# anyone use mud flaps?



## emilford (Nov 14, 2003)

Just wondering if anyone could post some pics of their car with the BMW mud flaps attached. I'm looking to add a set to my car to protect the sides from whatever the wheels kick up, but I'd like to get an idea of how it looks first. I've seen some cars with goofy looking mud flaps and that's what I'd like avoid.

Thanks.


----------



## KC Ron Carter (Nov 19, 2003)

*Both my e21 and e30 for lots of years, just front*

I never put them on the e24.

You may notice I like two door grey BMWs.










Maybe Santa will bring me set for my tow mule?



















Later


----------



## emilford (Nov 14, 2003)

> To be honest though, I think they look worse in these pictures than in person. The only time I think they are ugly and cheap looking is when I stare at them trying to figure out whether they are ugly and cheap looking.


So did you decide to keep the flaps on? I don't much like the way they look, but then again, they do protect the car. I'll see if I can find someone locally who has them installed so I can seem them in person. Thanks.


----------



## Ben Liaw (Nov 24, 2003)

I had front and rear mudflaps on my wife's 99 328i for a few months. How bad could they be, since they were factory parts?

The fit was pretty good, except they really did look pretty ghetto. I'm convinced that mudflaps are for people who are too lazy to wash their cars on a regular basis.

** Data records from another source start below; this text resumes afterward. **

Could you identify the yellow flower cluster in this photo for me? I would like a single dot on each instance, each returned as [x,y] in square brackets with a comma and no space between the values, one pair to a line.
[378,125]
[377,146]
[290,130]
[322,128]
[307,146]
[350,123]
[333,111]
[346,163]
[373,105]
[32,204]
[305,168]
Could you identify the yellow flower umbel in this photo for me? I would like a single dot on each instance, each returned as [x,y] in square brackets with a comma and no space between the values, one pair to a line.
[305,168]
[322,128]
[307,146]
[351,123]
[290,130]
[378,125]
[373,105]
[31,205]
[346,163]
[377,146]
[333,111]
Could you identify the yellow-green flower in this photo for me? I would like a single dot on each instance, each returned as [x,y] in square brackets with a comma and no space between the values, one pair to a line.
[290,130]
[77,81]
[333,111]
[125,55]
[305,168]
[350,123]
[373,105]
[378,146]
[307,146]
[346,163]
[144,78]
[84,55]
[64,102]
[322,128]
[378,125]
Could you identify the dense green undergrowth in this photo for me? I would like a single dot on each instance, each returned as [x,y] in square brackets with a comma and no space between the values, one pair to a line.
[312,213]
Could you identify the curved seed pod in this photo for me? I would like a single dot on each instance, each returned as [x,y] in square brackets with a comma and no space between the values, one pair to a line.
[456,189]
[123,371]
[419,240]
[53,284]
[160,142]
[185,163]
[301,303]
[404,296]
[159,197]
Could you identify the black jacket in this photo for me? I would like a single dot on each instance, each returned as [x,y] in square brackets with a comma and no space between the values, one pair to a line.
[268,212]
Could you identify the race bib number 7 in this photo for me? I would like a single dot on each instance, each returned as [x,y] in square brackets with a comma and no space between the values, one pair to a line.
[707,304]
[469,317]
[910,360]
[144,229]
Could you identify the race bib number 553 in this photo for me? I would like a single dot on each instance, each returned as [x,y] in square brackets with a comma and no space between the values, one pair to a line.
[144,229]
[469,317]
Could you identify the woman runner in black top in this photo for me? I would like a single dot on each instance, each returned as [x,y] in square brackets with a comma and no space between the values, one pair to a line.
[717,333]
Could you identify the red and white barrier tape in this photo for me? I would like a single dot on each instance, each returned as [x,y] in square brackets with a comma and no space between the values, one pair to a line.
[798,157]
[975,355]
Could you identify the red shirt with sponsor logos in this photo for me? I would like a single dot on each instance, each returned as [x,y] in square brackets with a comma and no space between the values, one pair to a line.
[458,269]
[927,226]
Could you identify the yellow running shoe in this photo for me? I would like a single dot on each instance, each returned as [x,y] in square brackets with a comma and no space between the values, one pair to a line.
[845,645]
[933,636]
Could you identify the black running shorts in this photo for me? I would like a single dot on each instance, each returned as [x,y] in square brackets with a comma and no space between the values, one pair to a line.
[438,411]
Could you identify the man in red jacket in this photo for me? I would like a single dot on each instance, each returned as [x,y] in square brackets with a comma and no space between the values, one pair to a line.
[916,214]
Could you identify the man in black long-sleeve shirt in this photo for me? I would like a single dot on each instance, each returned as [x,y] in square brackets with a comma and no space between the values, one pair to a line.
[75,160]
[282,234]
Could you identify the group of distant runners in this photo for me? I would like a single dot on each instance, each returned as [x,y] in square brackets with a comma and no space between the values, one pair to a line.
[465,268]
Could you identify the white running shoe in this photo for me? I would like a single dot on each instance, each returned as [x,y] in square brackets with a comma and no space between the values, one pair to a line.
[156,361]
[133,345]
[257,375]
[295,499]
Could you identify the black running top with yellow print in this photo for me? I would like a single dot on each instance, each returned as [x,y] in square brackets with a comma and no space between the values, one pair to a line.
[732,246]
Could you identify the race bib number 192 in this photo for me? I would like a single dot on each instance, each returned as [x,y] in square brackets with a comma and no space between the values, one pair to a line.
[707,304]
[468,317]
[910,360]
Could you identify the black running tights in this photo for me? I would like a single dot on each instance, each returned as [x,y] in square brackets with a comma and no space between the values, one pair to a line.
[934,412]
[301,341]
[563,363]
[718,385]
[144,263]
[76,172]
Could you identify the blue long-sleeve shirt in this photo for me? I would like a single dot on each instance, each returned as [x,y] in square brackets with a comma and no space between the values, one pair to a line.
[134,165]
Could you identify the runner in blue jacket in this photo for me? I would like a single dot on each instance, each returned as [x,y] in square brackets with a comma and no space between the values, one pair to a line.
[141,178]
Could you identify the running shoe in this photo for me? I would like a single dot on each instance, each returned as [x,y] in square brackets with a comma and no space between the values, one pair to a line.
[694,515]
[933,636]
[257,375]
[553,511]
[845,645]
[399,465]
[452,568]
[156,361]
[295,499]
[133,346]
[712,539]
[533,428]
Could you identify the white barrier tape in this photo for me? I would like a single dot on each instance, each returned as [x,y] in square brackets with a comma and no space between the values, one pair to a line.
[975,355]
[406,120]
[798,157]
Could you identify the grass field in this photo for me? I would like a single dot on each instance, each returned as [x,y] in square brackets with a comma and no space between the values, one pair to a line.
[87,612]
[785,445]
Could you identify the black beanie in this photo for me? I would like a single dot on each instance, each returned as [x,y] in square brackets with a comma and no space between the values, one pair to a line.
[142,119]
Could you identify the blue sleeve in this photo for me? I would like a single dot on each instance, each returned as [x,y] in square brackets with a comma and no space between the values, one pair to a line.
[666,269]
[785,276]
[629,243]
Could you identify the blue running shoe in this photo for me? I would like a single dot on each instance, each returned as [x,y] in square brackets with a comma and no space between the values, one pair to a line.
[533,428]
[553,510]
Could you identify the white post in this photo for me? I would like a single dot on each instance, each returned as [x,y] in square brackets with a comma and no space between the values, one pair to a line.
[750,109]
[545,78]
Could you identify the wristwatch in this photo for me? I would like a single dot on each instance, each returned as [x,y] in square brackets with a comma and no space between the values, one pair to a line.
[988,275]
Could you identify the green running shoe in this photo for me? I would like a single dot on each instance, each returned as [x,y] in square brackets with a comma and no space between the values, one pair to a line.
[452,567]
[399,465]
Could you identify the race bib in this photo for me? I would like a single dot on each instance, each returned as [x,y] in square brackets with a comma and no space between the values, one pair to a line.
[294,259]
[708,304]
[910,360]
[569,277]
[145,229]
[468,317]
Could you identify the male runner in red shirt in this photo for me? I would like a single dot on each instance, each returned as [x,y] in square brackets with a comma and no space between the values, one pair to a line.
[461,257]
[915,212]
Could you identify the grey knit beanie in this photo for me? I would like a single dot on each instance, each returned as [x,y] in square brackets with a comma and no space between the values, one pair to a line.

The worst part about them is when I finally took them off, they each had about 5 lbs. of DIRT stored in them. The flaps are actually more of a "pocket" in construction...perfect for STORING dirt (no, you can't get it out unless you take them off).

Needless to say, when I took them off, they went in the dumpster.


----------



## Kaz (Dec 21, 2001)

Oh yeah, the rears collect a lot of dirt. I've enlarged the holes which helps a bit. I've debated taking them off since they really don't help with wide, high-performance rubber in really wet conditions anyhow, but it adds to the anti-cop factor of my car.


----------



## emilford (Nov 14, 2003)

Kaz said:


> Oh yeah, the rears collect a lot of dirt. I've enlarged the holes which helps a bit. I've debated taking them off since they really don't help with wide, high-performance rubber in really wet conditions anyhow, but it adds to the anti-cop factor of my car.


Okay, scratch the mud flap idea. They just don't seem to be the route I'd like to take. Plus, I'll certainly wash my car regularly...once the weather warms up a bit. Thanks.


----------